Monday, March 25, 2013

Book Review: The Lady's Tutor [1999]

I read The Lady’s Tutor by Robin Schone because it came up several times in my search for potential 50 Shades of Grey readalikes, and it was one of the few historical romances that appeared on any lists. However, I definitely would not categorize it as a "readalike." It’s a historical romance with some explicit sexual content. I’ll explain further after the review.


The year is 1886. Mrs. Elizabeth Petre is the wife of England’s Chancellor of the Exchequer, to whom she has been married for sixteen years. Though they have done their duty and produced two sons, Elizabeth’s husband has never come to her bed for pleasure. When rumors reach her regarding the existence of her husband’s mistress, she decides to take matters into her own hands and learn the arts of seduction. She selects the “Bastard Sheikh” Ramiel Devington, the son of an English countess and an Arab sheikh, to provide instruction. But as Ramiel begins to teach Elizabeth about the sensual arts, their student-teacher relationship quickly blossoms into something deeper.

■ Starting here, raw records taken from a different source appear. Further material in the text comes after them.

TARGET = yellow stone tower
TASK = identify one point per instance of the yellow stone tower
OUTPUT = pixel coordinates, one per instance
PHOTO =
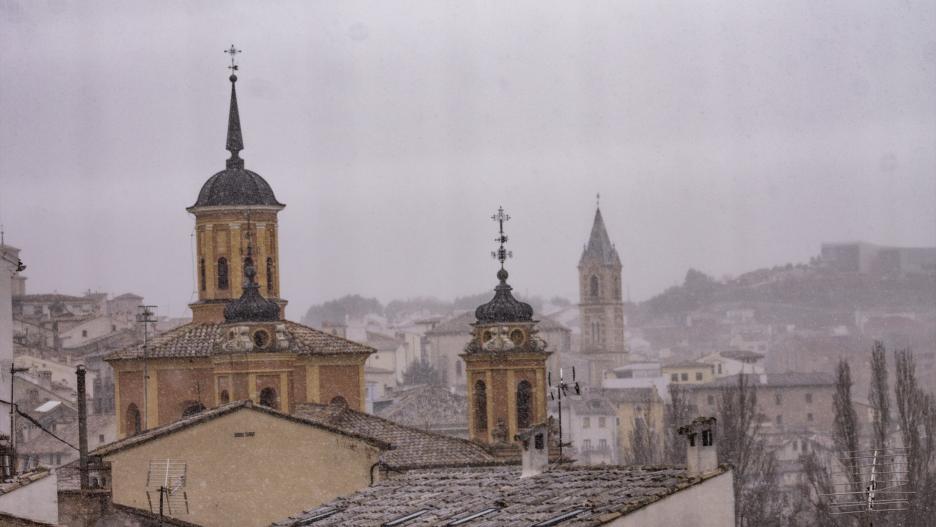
(505, 364)
(234, 204)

After denying her own sexual appetites for the entirety of her married life, Elizabeth is intrigued and aroused by the acts Ramiel describes, as well as by the man himself. However, she risks her reputation each time she visits him at his house, and as the wife of a politician and the daughter of the Prime Minister, she is even more tightly constrained than most women. Her husband--who has dark secrets of his own--holds all the power, and would have legal custody of her children were they to divorce. It is difficult to describe the plot without giving too much away, but suffice it to say that Elizabeth’s freedom, and future with Ramiel, hinges on her husband’s involvement in a secret society called the Uranians.

Grade: B-

Despite the interesting teacher-student dynamic, with its Arabic flavor (Schone quotes extensively from a book called The Perfumed Garden of the Cheikh Nefza), and the fact that Schone thanks reference librarians in her acknowledgments, something about this book left me cold. It could have been the way that Schone incorporated homosexuality, or the use of italics, or just that I wasn’t in the mood for it.

Nevertheless, Elizabeth in particular is an interesting and complex character, as severely constrained as she has been by her family and society. Ramiel also has been slighted by society and, like Christian Grey, is troubled by past abuse. The book does contain explicit sex. However, I still wouldn’t class it as a 50 Shades readalike. Ramiel is much more experienced than Elizabeth, and that shapes their power dynamic somewhat, but there are no control issues being played out between them. If anything, she has more power socially than he does, although he is wealthy. Instead, I’d suggest that the book is more closely related to Cecilia Grant’s A Lady Awakened (one of my favorites from last year).